陽が、島に隠れるまでまだ時間があり、海を照らし、空も茜色に染まりつつあった。

「この町ともおわかれか~」感傷的になった佐山忠孝が、つぶやいた。

 佐山は、この町で生まれ、母親節子ひとりで育てられた。父親は、富田源一郎で衆議院議員を三期目、民自党に属している実力者だ

 佐山は、県立南昌高校を卒業した。一浪して、東都大学法学部に合格した。学生時代は、勉学に励み、大学四年の時に司法試験に合格、卒業後、検察官の道を選んだ。

 明日の朝の新幹線で勤務先の大阪に向かう予定であった。

 恋人の大原信子とは、昨日、銀座で送別の晩餐を済ませていた。

 朝、佐山は母に別れを告げて、家を出た。

 東京駅の新幹線乗場に、大原信子が、佐山忠孝を見送りに来ていた。

「元気でね」

「信子も。
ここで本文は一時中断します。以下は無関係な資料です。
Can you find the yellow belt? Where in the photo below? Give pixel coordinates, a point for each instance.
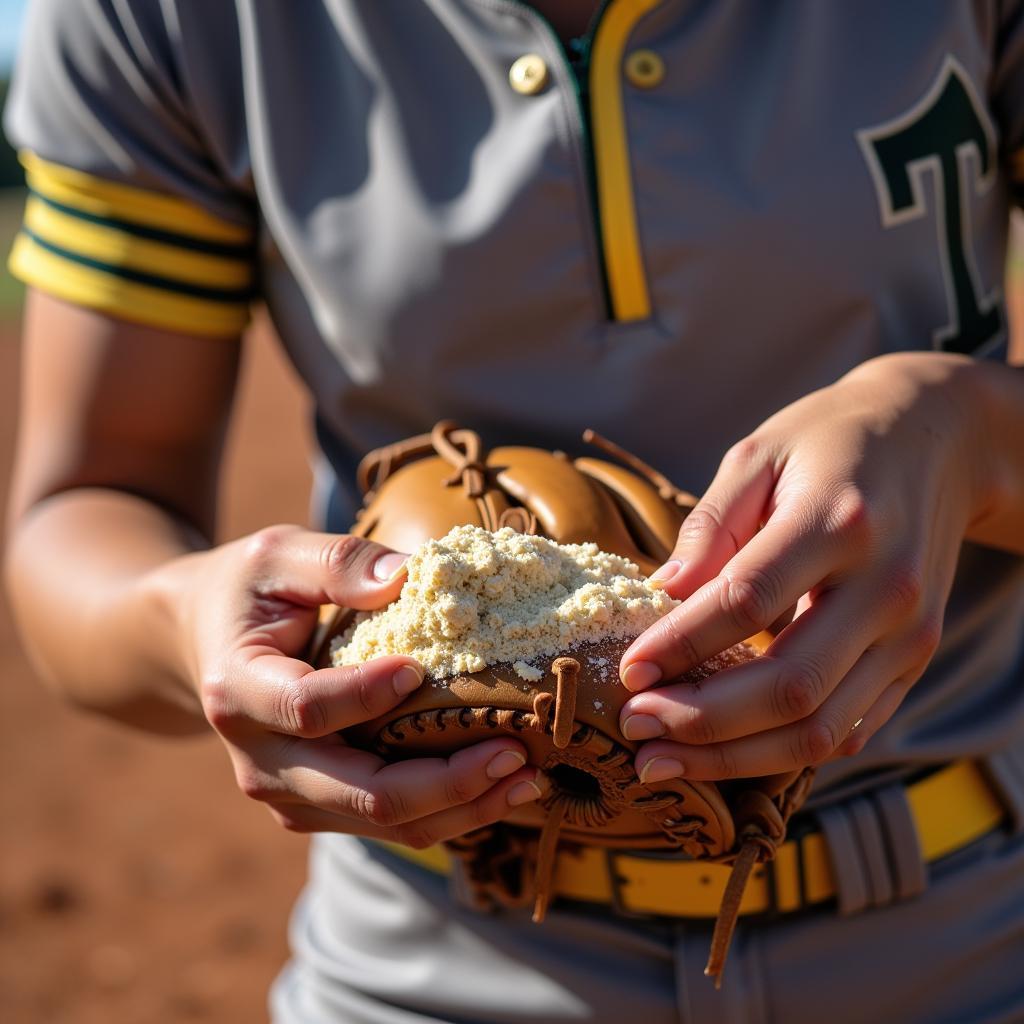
(950, 808)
たまには大阪に遊びに来いよ」

 大原信子は、電車が見えなくなるまでホームに立ち続けていた。

 佐山は、新大阪について電車を二つほど乗り継いで小さな駅近くにある清風寮に入った。

 部屋は、六畳の一間に机と押し入れがついているだけであった。

 佐山の職場の歓迎会は、地検の近くの小料理屋を貸し切って行われた。

 歓迎の挨拶に部長が、席を立った。

 話の内容は乏しかった。

 佐山もそれに倣って、簡単な挨拶を終え、一人ずつ席を回りながら酒を注いだ。

 参加者が、二十人近かったので、自席に戻ってから何分もしないうちに、幹事が中締めと称して、副部長に挨拶を求めた。 
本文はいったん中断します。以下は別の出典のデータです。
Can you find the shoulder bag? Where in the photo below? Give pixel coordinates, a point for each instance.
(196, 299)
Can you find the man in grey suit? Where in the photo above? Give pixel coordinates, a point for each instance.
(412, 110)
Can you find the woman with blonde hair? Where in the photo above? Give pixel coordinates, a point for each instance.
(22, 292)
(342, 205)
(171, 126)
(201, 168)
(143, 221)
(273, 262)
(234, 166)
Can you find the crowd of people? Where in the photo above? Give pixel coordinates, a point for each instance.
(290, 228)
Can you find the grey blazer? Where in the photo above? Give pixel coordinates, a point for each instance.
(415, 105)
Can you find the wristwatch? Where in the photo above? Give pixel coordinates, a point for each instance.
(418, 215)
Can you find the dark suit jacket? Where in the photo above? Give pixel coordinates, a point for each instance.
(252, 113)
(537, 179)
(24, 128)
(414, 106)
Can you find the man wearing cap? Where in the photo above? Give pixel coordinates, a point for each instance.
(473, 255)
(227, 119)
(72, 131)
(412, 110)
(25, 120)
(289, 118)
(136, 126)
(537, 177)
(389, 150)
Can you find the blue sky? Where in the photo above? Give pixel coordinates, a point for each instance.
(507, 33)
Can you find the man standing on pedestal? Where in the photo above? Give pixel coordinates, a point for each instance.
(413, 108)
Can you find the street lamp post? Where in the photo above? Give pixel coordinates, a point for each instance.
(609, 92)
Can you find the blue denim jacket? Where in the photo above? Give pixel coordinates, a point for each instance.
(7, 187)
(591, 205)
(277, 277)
 一本締めといったので、皆が両手を構えたので、佐山忠孝も分からずに皆に従った。

 佐山は帰るつもりであったが、隣に座っていた清水がもう一軒行こうと誘ってきたので、後に続いた。 海の近くに小さな店の前にスナックセブンと書かれた看板が見えた。

 薄暗い店の中に入ると、カウンターの前に五つの席と四人掛けのテーブル席が一つあるだけで、こじんまりしていた。カウンター席の一番奥に、客が一人いた。

「清水さん、お久しぶりね」五十前後の和服姿の似合う女が、客との話を中断して、我々のほうに顔を向けた。

「ご無沙汰」

「お二人?」

 頷いた清水は、カウンタの中心部の椅子に腰をおろし、佐山忠孝は、その左側に座った。

「ママ、今度うちの部にきた佐山さん」

 佐山忠孝は、よろしくと言って、頭を下げた。

「政代です、こちらこそ御贔屓にお願いします。何を飲まれますか」

「麦焼酎のお湯割りを」

「清水さんは、いつものでいいわね」

 カウンターにそれぞれのグラスが置かれて、清水は、グラスを私のグラスに当て、橋に座っている客に向かって、グラスを上げた。

「佐山さんは、関東の方かしら」

「ママ、佐山さんは、湘南ボーイなんですよ」

「そうですか、湘南のどちらですの?」

「藤沢の腰越の近くです」

「佐山さん、ママも藤沢に住んでいたことがあるそうだ」

「藤沢のどちらですか」

「本町です」

「そうですか。市民病院がある所ですね」

「佐山さん、ママに娘さんがいるんだけれど、ママに似て、きれいなんだよ」

「是非、恵が、手伝いに来る日にまた来てくださいね」

 清水と佐山は、二時間ほどで店を後にした。

 佐山忠孝は、しばらくの間、新入者教育をまた受けさせられて、寮と庁舎の往復の日々を送った。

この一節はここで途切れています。